Das ist hier nicht der Fall. Die Antragstellerin hat keine Zulassungsgründe geltend gemacht, die sich auf die Hauptbegründung des angefochtenen Beschlusses beziehen, daß der Hauptantrag auf Erlaß einer einstweiligen Anordnung - hinsichtlich der Bescheide des Antragsgegners vom 16. August 1991 und 3. Juli 1997 nicht statthaft ist, weil es sich um belastende Verwaltungsakte handelt und vorläufiger Rechtsschutz dementsprechend gemäß § 80 Abs. 5 VwGO zu erreichen wäre, - hinsichtlich des Bescheides vom 25. April 1997 unzulässig ist, da kein Rechtsschutzinteresse für den Erlaß einer einstweiligen Anordnung besteht, weil durch diesen Bescheid das mit dem Hauptantrag geltend gemachte Begehren bestandskräftig abgelehnt worden ist.

9

Für die Entscheidung über den Hilfsantrag ist die von der Antragstellerin mit dem Zulassungsantrag aufgeworfene Frage ebenfalls nicht erheblich.
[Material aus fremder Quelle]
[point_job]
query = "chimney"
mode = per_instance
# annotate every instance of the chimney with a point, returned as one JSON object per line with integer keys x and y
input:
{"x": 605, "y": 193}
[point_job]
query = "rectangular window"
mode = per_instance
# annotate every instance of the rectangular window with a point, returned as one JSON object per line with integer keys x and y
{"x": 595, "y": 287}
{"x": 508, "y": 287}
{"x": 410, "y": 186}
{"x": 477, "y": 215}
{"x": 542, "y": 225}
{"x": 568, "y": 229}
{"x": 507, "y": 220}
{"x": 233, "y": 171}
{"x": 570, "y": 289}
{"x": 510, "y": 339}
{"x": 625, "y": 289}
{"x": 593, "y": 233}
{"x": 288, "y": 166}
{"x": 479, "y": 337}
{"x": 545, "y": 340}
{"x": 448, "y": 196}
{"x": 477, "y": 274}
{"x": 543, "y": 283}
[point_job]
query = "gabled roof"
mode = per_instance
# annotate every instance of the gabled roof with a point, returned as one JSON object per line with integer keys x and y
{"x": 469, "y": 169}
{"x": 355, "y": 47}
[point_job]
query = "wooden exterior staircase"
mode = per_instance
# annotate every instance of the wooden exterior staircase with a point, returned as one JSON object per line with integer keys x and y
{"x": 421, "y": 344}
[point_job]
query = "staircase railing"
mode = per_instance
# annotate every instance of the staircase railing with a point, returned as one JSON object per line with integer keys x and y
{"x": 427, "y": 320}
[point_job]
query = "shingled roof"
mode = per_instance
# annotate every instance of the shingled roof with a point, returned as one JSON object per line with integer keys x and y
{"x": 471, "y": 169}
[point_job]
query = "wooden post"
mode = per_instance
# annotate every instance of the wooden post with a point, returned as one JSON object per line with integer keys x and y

Ein Anspruch der Antragstellerin auf Aufnahme in eine Grundschule im Schuljahr 1997/98 kann nämlich schon deshalb nicht bestehen, weil sie durch das Zeugnis der Gemeinschaftsgrundschule C. vom 2. Juli 1997 in die Klasse 5 und damit - nach dem Besuch der gemäß § 2 Abs. 1 Satz 2 der Verordnung über den Bildungsgang in der Grundschule in der Fassung vom 14. November 1996 (GV NW S. 478) in vier aufsteigende Klassen gegliederten Grundschule - in die Sekundarstufe I versetzt worden ist, der die Klasse 5 zuzurechnen ist (vgl. § 5 a Satz 1 des Schulverwaltungsgesetzes).

10

Die Kostenentscheidung folgt aus §§ 154 Abs. 2, 162 Abs. 3 VwGO. Die Streitwertfestsetzung beruht auf §§ 20 Abs. 3, 13 Abs. 1, 14 Abs. 1 und 3 des Gerichtskostengesetzes - GKG -.

11

Dieser Beschluß ist gemäß § 152 Abs. 1 VwGO, § 25 Abs. 3 Satz 2 GKG unanfechtbar.